Fechtner elaborated on navigating high school, specifically in regards to the gendered expectations she’s faced.
“Honestly I just don’t pay attention to it, because I know myself, and I know what I do, and I know how hard it really is. I take it upon myself to not let it get to me. I read more into my definition of myself rather than what other people think of me... If you don’t want people to make assumptions about you, you can’t make assumptions about them either.”
Although often perceived to be harmless stereotypes, there are many who believe that the extremes on either end of the spectrum are the only way to function. It is this, rather than the inherent existence of gender, that results in a toxic binary.
Professor at Loyola University Chicago, writer and social psychologist, Devon Price, explains this:
“Focusing only on the harm done by men—and the insecurities harbored by men—ignores the broader, systematic nature of the beast. The problem was never just masculinity. It was, and is, inflexible gender roles for men and women alike.”
Toxic gender binaries and expectations are not a product of gender itself, but rather the unwavering nature of those established roles and the harsh enforcement of them. The existence of feminism as an ideology stems from the inequalities between people on the basis of these gender binaries and advocates for equality among all individuals, regardless of their gender. Breaking down these gender roles and working to reduce and hopefully eliminate negative stereotypes is a key facet of feminism.
Adjacent to toxic gender roles, toxic feminism, an idea promoting gender equality, is defined as women capitalizing on the oppression they face, and fostering extreme anger and hatred towards men simply because they are men. While women undoubtedly suffer from inequality and the fight for rights is far from over, the existence of toxic feminism continues to exist. When feminist ideals are taken to the extreme, they simply exacerbate existing issues and create new ones entirely, rather than working to erase them.
Maia Weslar, a member of a group of Jeffco students who are pushing to normalize the idea of intersectional feminism, expanded upon the importance of not only being aware of toxic gender binaries, but also the need for feminism in society.
“Women are still being oppressed on the daily, whether you see it or not, it’s still happening. There’s still a wage gap, there’s still a period poverty, there’s still job discrimination. [I] think that feminism needs to become more inclusive, which is why we added the intersectional part [to the club name], just so that we are including men, trans men, trans women, [and] non-binary [people], because if we all come together, we’ll make a way bigger difference than if it were just white cis women.”
Living and engaging in a society where girls are discouraged from certain professions purely for being girls, and likewise for guys, the effects of this reality are far-reaching and all-encompassing.
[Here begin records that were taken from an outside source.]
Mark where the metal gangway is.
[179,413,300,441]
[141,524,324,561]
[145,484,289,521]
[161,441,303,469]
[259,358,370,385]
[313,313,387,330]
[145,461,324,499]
Awareness is perhaps the first step in moving away from the toxicity of rigid binaries and education is the next in reducing their impact. Removing the impact of the gender binary is not something that can be done by one singular individual, nor overnight. It takes conscious, consistent effort throughout society to move away from the standards that pervade society.
As Fechtner so aptly states:
“It’s based around the problem of you can’t pick these certain things about you, I didn’t pick to be a girl, so why does it even matter? That goes beyond just men and women, it goes to all genders and sexualities, you didn’t pick to be this so why does it matter? It’s about changing the mindset that this wasn’t a choice and it’s unfair and unjust to discriminate based on that.”